In the classical Jacobi method we cycle through all off-diagonal elements in a fixed order, minimizing the sum of squares over single-parameter plane rotations each time. After a cycle is completed we test for convergence. If there is still room for improvement we start a new cycle.

The plane rotation \(K\) for any \(i\not= j\) is defined by \[\begin{align*} k_{ii}&=k_{jj}=x,\\ k_{ij}&=-k_{ji}=y, \end{align*}\] where \(x^2+y^2=1\). For \(\ell\not=i,j\) we have \(k_{\ell\ell}=1\), and for \(\nu\not=i,j\) and \(\ell\not=i,j\) we have \(k_{\nu\ell}=0\). For \(H=K'AK\) we find \[\begin{align*} h_{ii}&=a_{ii}x^2-2a_{ij}xy+a_{jj}y^2,\\ h_{ij}=h_{ji}&=a_{ij}(x^2-y^2)+(a_{ii}-a_{jj})xy,\\ h_{jj}&=a_{jj}x^2+2a_{ij}xy+a_{ii}y^2, \end{align*}\] which implies \[ h_{ii}^2+h_{jj}^2+2h_{ij}^2=a_{ii}^2+a_{jj}^2+2a_{ij}^2. \] For \(\ell\not=i,j\) \[\begin{align*} h_{i\ell}=h_{\ell i}&=a_{i\ell}x-a_{j\ell}y,\\ h_{j\ell}=h_{\ell j}&=a_{i\ell}y+a_{j\ell}x, \end{align*}\] which implies \[ h_{i\ell}^2+h_{j\ell}^2=a_{i\ell}^2+a_{j\ell}^2. \]

Thus for \(m\) of such matrices \(A_k\) we want to find the optimal plane rotation by minimizing \[\begin{equation}\label{E:sincos} f(\theta)=\sum_{k=1}^m\ (a_{ijk}(x^2-y^2)+(a_{iik}-a_{jjk})xy)^2 \end{equation}\] over the circle \(x^2+y^2=1\). Now define \[\begin{align} u&=x^2-y^2,\label{E:xytouv1}\\ v&=2xy.\label{E:xytouv2} \end{align}\] Note that \(u^2+v^2=(x^2+y^2)^2\) and thus \(u^2+v^2=1\) if and only if \(x^2+y^2=1\). In other words the map \[ \begin{bmatrix}x\\y\end{bmatrix}\Rightarrow\begin{bmatrix}u\\v\end{bmatrix} \] maps a point on the circle to another point on the circle. If \(u^2+v^2=1\) then the inverse map consists of two antipodal points on the circle, of which one is \[\begin{align} x&=\sqrt{\frac{1+u}{2}},\label{E:uvtoxy1}\\ y&=\mathbf{sign}(v)\sqrt{\frac{1-u}{2}}.\label{E:uvtoxy2} \end{align}\] By \(\eqref{E:sincos}\) both antipodal points give the same loss function value, so we always choose the one in \(\eqref{E:uvtoxy1}\) and \(\eqref{E:uvtoxy1}\).

With our new variables the problem of finding the optimal rotation is \[\begin{equation}\label{E:double} f(u,v)=\sum_{k=1}^m (ua_{ijk}+vd_{ijk})^2. \end{equation}\] with \(d_{ijk}\mathop{=}\limits^\Delta\frac12(a_{iik}-a_{jjk})\).
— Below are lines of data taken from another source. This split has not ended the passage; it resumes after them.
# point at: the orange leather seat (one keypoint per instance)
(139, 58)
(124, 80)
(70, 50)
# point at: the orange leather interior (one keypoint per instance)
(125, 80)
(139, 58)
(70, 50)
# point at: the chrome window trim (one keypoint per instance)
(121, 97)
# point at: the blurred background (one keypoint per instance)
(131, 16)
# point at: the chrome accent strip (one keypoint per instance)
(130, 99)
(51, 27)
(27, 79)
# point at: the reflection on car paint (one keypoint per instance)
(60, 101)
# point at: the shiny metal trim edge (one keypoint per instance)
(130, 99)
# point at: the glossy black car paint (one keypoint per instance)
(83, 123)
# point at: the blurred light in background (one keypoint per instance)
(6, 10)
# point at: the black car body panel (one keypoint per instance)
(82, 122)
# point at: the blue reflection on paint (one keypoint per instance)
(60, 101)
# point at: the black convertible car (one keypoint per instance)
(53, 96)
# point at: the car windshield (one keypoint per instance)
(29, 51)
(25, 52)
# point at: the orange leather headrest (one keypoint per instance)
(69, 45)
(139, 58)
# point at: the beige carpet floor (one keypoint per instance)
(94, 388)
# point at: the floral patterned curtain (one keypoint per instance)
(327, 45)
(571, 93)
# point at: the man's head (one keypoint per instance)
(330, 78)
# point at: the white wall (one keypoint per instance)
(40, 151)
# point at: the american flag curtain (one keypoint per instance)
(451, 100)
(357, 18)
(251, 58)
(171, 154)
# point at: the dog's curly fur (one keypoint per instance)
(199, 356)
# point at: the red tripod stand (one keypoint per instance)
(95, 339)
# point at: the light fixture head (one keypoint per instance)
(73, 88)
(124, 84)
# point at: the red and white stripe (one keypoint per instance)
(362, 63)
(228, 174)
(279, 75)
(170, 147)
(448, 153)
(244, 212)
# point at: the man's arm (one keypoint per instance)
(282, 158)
Define the \(2\times 2\) matrix \(S\) by \[ S=\begin{bmatrix}p&q\\q&r\end{bmatrix}, \] with \[\begin{align*} p&=\sum_{k=1}^m a_{ijk}^2,\\ q&=\sum_{k=1}^m a_{ijk}d_{ijk},\\ r&=\sum_{k=1}^m d_{ijk}^2. \end{align*}\] Then \[\begin{equation}\label{E:fuv} f(u,v)=pu^2+2quv+rv^2, \end{equation}\] which we must minimize over \(u^2+v^2=1\). The minimizing \((u,v)\) is a normalized eigenvector corresponding with the smallest eigenvalue of \(S\).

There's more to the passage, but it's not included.